A traditional office visit usually allows each patient 20-30 minutes with a provider. On the other hand, SMAs bring patients with common needs together with one or more health care providers at the same time. A shared appointment is 90 minutes long.
During a typical SMA, the team brings 5 to 15 patients together in a comfortable setting. Patients learn from the health care team and from each other. Our patients have been overwhelmingly satisfied with the program. They enjoy the opportunity to relate to others who deal with similar health issues, share stories, and ideas, and learn from one another.
During the shared visits, patients can also talk privately with the provider. And, a sleep technician works with each patient for CPAP and a mask fitting.
Light therapy may be used to help get your body’s daily rhythms back on track to improve your ability to fall asleep and stay asleep.

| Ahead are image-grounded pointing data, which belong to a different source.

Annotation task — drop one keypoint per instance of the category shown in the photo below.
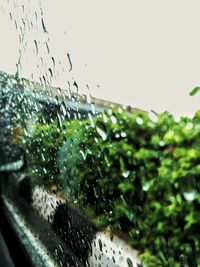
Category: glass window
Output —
(88, 177)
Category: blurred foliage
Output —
(138, 173)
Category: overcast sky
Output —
(143, 53)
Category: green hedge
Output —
(138, 174)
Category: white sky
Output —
(143, 53)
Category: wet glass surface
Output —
(90, 182)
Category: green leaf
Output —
(194, 91)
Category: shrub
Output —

Some sleep disorders may benefit from medications that help you fall asleep or stay asleep. For certain conditions, medications can help you stay awake. If you have restless legs syndrome, we may recommend an iron supplement or other medications. Your doctor will talk with you about your options.
Supplemental oxygen may help while you sleep if you suffer from central sleep apnea or low oxygen levels during sleep due to lung disease.
Depending on the root cause of your sleep disorder, we may refer you to additional specialists. For example:
- Allergists can address your sleep problems if they get worse because of allergies.
- Surgeons can address an obstruction that can be removed to improve air flow.
- Weight loss specialists can determine if your weight is a factor in your sleep problem.
- Cognitive behavior therapy specialists are the most effective treatment for some types of insomnia.
- Sleep dentists may make a mandibular advancement device -- a type of mouthguard that may help reduce obstructive sleep apnea.